World leaders will commit to keep spending to prop up their economies at a G20 summit next week, Russia said on Thursday, while France appeared to tone down its rhetoric on the issue of bank bonus caps. The Kremlin's economic adviser said leaders from the world's 20 largest economies agreed now was not the time to withdraw the trillions of taxpayers dollars deployed to counter recession, and would say so at the G20 summit Pittsburgh on September 24-25.
"I think the leaders will confirm, as did the finance ministers, that it is premature to drop these measures, but that it is necessary to think about formulating exit strategies," Arkady Dvorkovich told a news conference in Moscow. The Pittsburgh summit, the third since the demise of Lehman Brothers a year ago raised fears of another Great Depression, is set to focus on tougher regulation of the finance sector and what comes next, now that there are tentative signs of recovery.
Russia, which has spent hundreds of billions of dollars on anti-crisis measures, says signs of recovery are too fragile and the economy still needs support. It is also concerned that the recovery could falter if big economies like the United States, the eurozone, China and Japan unilaterally start to wind down stimulus policies.
The crisis began when the US housing and sub-prime credit booms went bust, triggering a crisis in global financial markets in 2007 that gradually tipped the wider economy into recession. Trade unions have urged the G20 leaders do more to help the 59 million people they say will lose their jobs in the crisis and are also demanding leaders deliver in Pittsburgh on promises to get tough with banks. In newspaper comments, French Economy Minister Christine Lagarde said Paris would not demand a specific number, saying that she wanted simply something that laid out clear limits.

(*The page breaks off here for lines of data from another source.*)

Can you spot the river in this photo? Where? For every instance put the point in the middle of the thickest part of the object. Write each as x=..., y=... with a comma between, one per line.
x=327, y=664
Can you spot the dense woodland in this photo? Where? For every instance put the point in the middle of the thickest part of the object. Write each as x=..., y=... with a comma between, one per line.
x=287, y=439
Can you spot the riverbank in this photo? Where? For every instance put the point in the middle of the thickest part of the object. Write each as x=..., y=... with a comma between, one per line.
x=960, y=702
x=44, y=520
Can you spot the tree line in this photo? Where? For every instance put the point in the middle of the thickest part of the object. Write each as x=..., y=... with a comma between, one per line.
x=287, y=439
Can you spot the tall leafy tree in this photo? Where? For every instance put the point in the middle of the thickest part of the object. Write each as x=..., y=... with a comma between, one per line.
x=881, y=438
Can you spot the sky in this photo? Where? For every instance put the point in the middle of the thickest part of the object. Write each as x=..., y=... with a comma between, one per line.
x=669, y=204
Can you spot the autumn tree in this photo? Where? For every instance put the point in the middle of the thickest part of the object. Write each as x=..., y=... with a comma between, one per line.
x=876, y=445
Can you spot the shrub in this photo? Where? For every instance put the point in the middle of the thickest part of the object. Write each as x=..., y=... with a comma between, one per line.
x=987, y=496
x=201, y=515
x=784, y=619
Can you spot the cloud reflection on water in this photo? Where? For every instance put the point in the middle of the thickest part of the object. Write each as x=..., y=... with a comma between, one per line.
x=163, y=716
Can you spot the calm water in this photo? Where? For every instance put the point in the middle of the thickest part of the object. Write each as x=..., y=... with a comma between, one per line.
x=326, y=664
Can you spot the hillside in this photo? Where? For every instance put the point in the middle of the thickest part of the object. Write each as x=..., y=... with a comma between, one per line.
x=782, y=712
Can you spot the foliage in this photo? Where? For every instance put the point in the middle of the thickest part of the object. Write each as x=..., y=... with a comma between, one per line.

"We're not so narrow-minded to the point that we want a number," she said in an interview in the Wall Street Journal. "But we want something that can be nailed down to solid parameters ... something that effectively limits and frames compensation." French President Nicolas Sarkozy has led calls for a G20 decision to cap bonus payments, putting himself and other leaders under pressure to deliver a voter-friendly result, and earlier giving three broad ideas for how this could be delivered.
A meeting of finance ministers earlier this month tasked the so-called Financial Stability Board (FSB) with examining the issue. FSB chief Mario Draghi said this week the idea being worked on was to have total "bonus pools" linked to performance of banks, suggesting how banks doled out that money to traders, executive and other staff, would remain their prerogative.
Jean-Claude Juncker, the man who chairs meetings of finance ministers from the 16 euro currency countries, told Deutschlandfunk radio that Europe should go it alone if Washington refused to go far enough on bank bonuses. "Over time this would gain so much momentum that the Americans wouldn't be able to close themselves off to a unified, international co-ordinated process," Juncker said. Regulators and central bankers are beavering away at a host of other slowburning reforms to make financial markets safer and root out excessive risk-taking by banks.
One key forum of regulators, the Basel Committee on Banking Supervision, said one priority was to have credible plans to unwind troubled banks and limit spillover to the rest of the banking sector at such moments. "The recommendations seek to promote more orderly resolution of cross-border banks to reduce systemic risk and help address the too-big-to-fail problem," Nout Wellink, head of the Basel Committee, said.
Beyond bonuses and other financial reforms, investors are watching for any sign central bankers and governments are able and willing to raise rock-bottom interest rates or end massive government spending programmes launched after Lehman's demise. The finance ministers last week said stimulus should only be withdrawn when there were more convincing signs of a sustainable rebound.
The Russian comments on Thursday, after similar signs from the EU, showed that position remained valid even if there are signs that the storm has passed. Public forecasters such as the OECD and IMF have said in recent days there are tentative signs of a pickup in demand and a stabilisation in cross-border trade after the nosedives of late 2008-early 2009, but that recovery could be sluggish.